Proposal: If the origin of the PR has environment variables in its Repository Settings, include those variables for the Travis-CI tests.
Example:
If Travis-CI included my repo’s Repository Settings when testing PR originating from my repo, then that PR would have passed CI.
To distinguish something, PR-Target envs still won’t be included because the PR can expose the secure envs. I’m only proposing that we include PR-Origin envs because the Origin of the PR will control the code which is being tested through CI.
This maintains security because the origin of the PR is aware (or should be aware) of the Travis-CI tests prior to sending the PR.
Alternatively, if the commit has already passed CI (as in the example above), then skip CI tests on PR.
I do not think this is a good idea. Broadly speaking, you can grant the upstream repo access to your secrets, but then the upstream can now do whatever they want with your secrets, just as granting PRs access to the repository’s secrets allows the PRs to do whatever a malicious PR wants to do with them.

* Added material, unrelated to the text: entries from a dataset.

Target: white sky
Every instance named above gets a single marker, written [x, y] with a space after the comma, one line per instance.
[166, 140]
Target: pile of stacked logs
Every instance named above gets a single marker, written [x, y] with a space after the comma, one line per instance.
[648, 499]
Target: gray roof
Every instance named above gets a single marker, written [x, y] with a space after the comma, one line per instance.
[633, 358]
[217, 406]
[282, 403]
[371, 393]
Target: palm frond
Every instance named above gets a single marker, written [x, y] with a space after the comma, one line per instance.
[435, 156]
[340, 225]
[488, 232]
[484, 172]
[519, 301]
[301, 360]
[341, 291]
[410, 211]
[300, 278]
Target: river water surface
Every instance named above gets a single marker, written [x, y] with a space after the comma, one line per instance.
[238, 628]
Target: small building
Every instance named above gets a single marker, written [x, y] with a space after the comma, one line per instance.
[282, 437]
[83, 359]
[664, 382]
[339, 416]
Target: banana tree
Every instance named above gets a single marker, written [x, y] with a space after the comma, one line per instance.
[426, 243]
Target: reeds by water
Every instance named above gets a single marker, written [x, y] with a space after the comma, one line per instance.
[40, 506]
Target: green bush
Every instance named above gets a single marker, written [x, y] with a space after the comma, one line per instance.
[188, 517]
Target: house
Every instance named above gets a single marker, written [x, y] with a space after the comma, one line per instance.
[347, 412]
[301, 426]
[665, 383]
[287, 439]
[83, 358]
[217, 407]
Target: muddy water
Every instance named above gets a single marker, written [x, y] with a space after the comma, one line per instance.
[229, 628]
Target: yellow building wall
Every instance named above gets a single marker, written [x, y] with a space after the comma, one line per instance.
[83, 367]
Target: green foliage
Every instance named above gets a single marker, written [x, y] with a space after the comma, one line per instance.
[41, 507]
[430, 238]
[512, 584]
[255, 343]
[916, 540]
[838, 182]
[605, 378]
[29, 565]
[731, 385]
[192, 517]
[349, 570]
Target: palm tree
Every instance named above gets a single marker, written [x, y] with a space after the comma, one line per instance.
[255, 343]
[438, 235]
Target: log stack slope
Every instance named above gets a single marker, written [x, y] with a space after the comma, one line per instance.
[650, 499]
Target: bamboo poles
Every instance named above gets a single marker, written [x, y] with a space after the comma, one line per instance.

What if the tests used your GitHub API token? Or uploaded files to S3 buckets with your credentials, or started EC2/GCE instances (and left them running after the builds)? The upstream may not do it now, but they may choose to do so at a later time.
Oh, no. I’m not suggesting to “grant the upstream repo access to your secrets.”
I’m suggesting that your secrets are used only for that one PR test sent at the time the PR is created. This would be the same CI test ran on your own fork (for the same commit) prior to the PR. Future changes to the upstream branch would not use your secrets.
(I’ve merged this FR with a duplicate one with a better title)
As per above, IMO the fork author does trust the upstream code with their credentials – since they are the last person making changes to the codebase.
- The sharing can also be made explicit so that the PR author knows of this fact
- This also raises the question of what to do if someone else makes a contribution to the PR branch.
- I’d say the secrets should only be shared if the last commit is by the PR’s author (if author and commiter are different, committer name should take precedence)
- So if someone else wishes to add changes, they need to make a PR to their PR (this is possible by specifying the PR branch as the base branch when creating the nested PR) – which will only get to the original PR after the original author merges them, with their merge commit being the last one.
- The secrets can also be provided – but from the upstream repo – if the additional commit is by an upstream developer – since this effectively makes the PR at this specific commit an internal one.